Ben’s bottom lip started to jut. “Am dwessed.”

Tom felt a sigh coming up from the soles of his shoes. “Yes, I know you’re dressed, but you must put on different clothes to go to Jamie’s house. Nice, going-out clothes.”

“Want spidey-suit. Want it!” His voice was starting to rise.

“Well, let’s go and see what else you’ve got in your closet.” Tom picked him up and started up the stairs with him. He was about halfway up when he had to make a very sudden grab to stop his son from pitching backwards over the banister. Ben had developed an alarming habit of hurling himself backward by kicking out his legs and stiffening every muscle in his body. Tom had almost dropped him more than once.

“Jeez, Ben. My heart. Don’t do that, dude.”

Tom took deep breaths, and they managed to get up the rest of the stairs without incident.

“Okay! Let’s see what’s in here!” Tom flung the cupboard open with all the forced joviality of a circus ringmaster, but Ben was having none of it.

“Want spidey-suit,” he muttered.

“How about these cool denim shorts with this awesome camo T-shirt, Ben? Just think how handsome you’ll look. Jamie will love this outfit, I bet.”

“Mima?” Ben asked.

“Yes, Mima. You want Mima to think you look handsome, don’t you?”

Ben thought about that for a moment. Then his face cleared. “Mima want spidey suit. Mine spidey suit.”

Tom eyed the spidey suit. It wasn’t that he had any objection to dressing his son in superhero outfits. It was just this particular superhero outfit he didn’t like. It was much too small, for one thing. The tag at the back of the neck declared it to be suitable for babies between the ages of six months and one year. Ben was twenty months old, and on the ninety-seventh percentile for both height and weight.

The nylon Spiderman outfit was literally groaning under the strain of fitting his sturdy little body. The seams had already split in several places, and it was worn so sheer in the rear that you could read the logo of Ben’s nappy through the fabric. The pants, which were supposed to be full length, barely covered Ben’s knees, and the sleeves were extravagantly ripped in several places.
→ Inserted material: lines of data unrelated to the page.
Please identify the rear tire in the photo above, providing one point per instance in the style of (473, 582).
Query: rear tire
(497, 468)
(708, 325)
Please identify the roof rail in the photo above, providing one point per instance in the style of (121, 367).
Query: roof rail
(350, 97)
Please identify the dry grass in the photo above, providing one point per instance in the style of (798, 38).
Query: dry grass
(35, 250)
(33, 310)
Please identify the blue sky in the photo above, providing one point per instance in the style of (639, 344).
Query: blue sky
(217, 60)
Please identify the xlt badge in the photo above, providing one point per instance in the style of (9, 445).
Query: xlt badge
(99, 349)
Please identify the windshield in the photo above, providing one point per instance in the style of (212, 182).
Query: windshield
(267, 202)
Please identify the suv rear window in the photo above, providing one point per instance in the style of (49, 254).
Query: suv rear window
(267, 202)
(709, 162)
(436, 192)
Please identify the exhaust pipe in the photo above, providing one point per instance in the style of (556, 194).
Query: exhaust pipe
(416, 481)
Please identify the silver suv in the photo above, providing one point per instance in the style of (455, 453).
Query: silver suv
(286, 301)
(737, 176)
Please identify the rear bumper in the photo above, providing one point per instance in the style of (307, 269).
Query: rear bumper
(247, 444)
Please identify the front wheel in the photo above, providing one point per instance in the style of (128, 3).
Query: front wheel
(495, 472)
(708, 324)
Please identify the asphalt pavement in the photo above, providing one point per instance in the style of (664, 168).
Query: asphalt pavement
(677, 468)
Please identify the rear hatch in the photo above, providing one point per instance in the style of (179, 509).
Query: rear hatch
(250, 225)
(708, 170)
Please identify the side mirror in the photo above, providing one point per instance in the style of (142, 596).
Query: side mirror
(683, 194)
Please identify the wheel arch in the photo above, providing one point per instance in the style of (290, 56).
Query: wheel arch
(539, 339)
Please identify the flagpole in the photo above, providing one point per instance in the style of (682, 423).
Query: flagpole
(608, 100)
Ben looked ridiculous in it, but had insisted on wearing it every day for the last two weeks. The only mercy was that he didn’t actually sleep in it, so it could be washed at night. Tom had considered slipping Vuyiswa R50 to pretend that the washing machine had shredded it, but couldn’t bring himself to face the fallout.

However. There was no way he was going to introduce Ben to Jamie’s family in the appalling “spidey suit”. Ben would just have to deal with it.

Twenty minutes later, Tom’s ears were ringing from the shrieks of his son in the throes of a full-blown tantrum. He had been kicked and punched – accidentally – by the thrashing toddler. And the worst part was that as fast as Tom got Ben into his shorts and T-shirt, Ben ripped them off again. Yes, he’d chosen this moment to demonstrate his new-found undressing skills.

Tom, sweating lightly, closed his eyes and counted to ten. Resisting the urge to scream as well, he dug for the last vestiges of patience. Pick your battles, he remembered reading on a parenting website. Don’t sweat the small stuff.

Okay, so maybe this wasn’t the most important battle in the world. Maybe it didn’t really matter what a toddler wore to a backyard barbeque. But it galled him to reward bad behaviour by giving in to his son’s tyranny. He glanced at his watch. They were already late. The way he saw it, he had a choice. He could either let Ben go out in the stupid spidey suit, or he could watch him run around naked the whole afternoon.

A few minutes later, Ben was magically restored to good humour as he strutted out the house in the spidey suit. Tom’s mind was churning with a familiar mixture of guilt and resentment. He felt like a total failure as a parent. Only the suspicion that other parents regularly felt this way helped. Feeling a little sorry for himself, he rang the bell at Jamie’s gate.